O papel dos profissionais da saúde mental

Psicólogos e assistentes sociais na mediação
Durante o processo de guarda, é comum que o Judiciário convoque psicólogos para auxiliar na avaliação das condições emocionais dos envolvidos. Eles podem orientar as famílias a reduzir conflitos e priorizar o bem-estar da criança.
A importância da escuta qualificada
É essencial que a criança seja ouvida de forma adequada, por meio da escuta especializada, com acolhimento e neutralidade. O objetivo não é levá-la a escolher um lado, mas compreender como ela está vivenciando a separação e as mudanças em sua rotina.
Terapia como apoio para todos
O acompanhamento psicológico para crianças, pais e, em alguns casos, para o núcleo familiar ampliado, como avós, pode ser fundamental para minimizar os impactos emocionais do conflito e promover a restauração de vínculos afetivos.
Boas práticas para mitigar os danos
Evitar expor a criança ao conflito
As conversas sobre o processo, desentendimentos entre os pais ou críticas mútuas nunca devem ocorrer na presença da criança.
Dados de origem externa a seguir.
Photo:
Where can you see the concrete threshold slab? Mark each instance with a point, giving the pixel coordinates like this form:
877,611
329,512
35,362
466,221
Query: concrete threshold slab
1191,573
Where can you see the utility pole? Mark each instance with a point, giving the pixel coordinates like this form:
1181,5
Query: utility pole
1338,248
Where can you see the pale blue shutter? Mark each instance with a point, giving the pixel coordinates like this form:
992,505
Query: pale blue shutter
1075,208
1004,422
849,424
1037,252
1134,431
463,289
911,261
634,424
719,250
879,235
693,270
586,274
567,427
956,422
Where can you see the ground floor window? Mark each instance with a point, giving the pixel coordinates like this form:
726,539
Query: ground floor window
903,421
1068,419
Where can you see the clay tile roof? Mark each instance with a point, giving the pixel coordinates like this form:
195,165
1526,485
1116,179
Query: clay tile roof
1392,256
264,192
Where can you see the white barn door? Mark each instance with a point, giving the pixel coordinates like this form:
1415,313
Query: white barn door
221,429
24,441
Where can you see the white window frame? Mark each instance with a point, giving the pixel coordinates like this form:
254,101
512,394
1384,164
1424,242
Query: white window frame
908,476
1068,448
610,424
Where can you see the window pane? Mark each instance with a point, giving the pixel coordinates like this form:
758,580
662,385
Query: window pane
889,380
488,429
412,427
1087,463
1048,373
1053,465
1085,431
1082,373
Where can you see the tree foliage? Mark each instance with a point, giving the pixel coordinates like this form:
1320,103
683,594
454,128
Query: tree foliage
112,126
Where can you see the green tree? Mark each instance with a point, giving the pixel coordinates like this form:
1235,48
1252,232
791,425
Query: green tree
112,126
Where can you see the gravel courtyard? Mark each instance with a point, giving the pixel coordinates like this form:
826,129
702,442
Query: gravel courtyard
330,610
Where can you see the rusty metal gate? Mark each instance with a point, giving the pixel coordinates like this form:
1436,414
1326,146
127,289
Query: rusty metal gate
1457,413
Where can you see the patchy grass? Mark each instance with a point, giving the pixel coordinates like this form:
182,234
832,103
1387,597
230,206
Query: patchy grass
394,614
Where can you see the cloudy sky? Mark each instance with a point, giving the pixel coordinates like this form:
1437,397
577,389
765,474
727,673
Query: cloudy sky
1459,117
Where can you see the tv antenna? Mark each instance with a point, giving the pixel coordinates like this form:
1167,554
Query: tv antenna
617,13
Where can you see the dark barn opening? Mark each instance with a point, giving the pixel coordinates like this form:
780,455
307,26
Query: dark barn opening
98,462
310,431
Preservar sua saúde emocional significa também protegê-la do conteúdo agressivo que não diz respeito a ela.
Cumprir acordos e horários
Respeitar dias de visita, horários combinados e períodos de férias é uma forma de oferecer previsibilidade à criança, algo que ela necessita para sentir-se segura. A previsibilidade contribui para sua estabilidade emocional.
Estimular o afeto com o outro genitor
Mesmo em situações de desentendimento entre os pais, é importante que a criança não se sinta impedida de demonstrar carinho por ambos. Os filhos têm o direito de amar mãe e pai livremente, sem culpa ou julgamento.
Quando o processo de guarda vira violência psicológica
A manipulação como forma de abuso
Existem casos em que a disputa de guarda ultrapassa o campo jurídico e se torna um instrumento de retaliação ou manipulação emocional. Essa dinâmica se configura como uma forma de violência psicológica, inclusive podendo configurar abuso emocional da criança.
Consequências de longo prazo
Se não forem tratadas, as experiências vividas por uma criança em um ambiente de disputa constante podem refletir na vida adulta, gerando dificuldades nos relacionamentos, baixa autoestima, depressão e até transtornos de personalidade.
Caminhos para uma resolução mais saudável
Mediação familiar como alternativa
A mediação familiar é um recurso que vem sendo cada vez mais incentivado como uma forma de resolver disputas sem o desgaste de longos processos judiciais. Com o auxílio de um mediador, os pais constroem soluções dialogadas, priorizando o melhor interesse da criança.
Planejamento da parentalidade pós-separação
Quando há maturidade emocional, os pais podem elaborar um plano parental que defina regras claras de convivência, educação, saúde e lazer. Esse documento é uma forma de assegurar o bem-estar dos filhos sem precisar judicializar cada decisão.
Considerações finais
Disputas judiciais pela guarda de filhos não devem ser vistas como embates a serem vencidos, mas como momentos de redefinição familiar em que o foco deve ser o bem-estar da criança. Quando os adultos colocam suas mágoas e ressentimentos à frente das necessidades dos filhos, criam um ambiente nocivo que afeta profundamente o desenvolvimento emocional das crianças.
Buscar soluções pacíficas, com apoio de profissionais da saúde e da justiça, é o caminho mais adequado para garantir que a criança atravesse esse processo com o menor sofrimento possível. Afinal, o vínculo familiar é construído com afeto, segurança e cuidado – e não com disputas.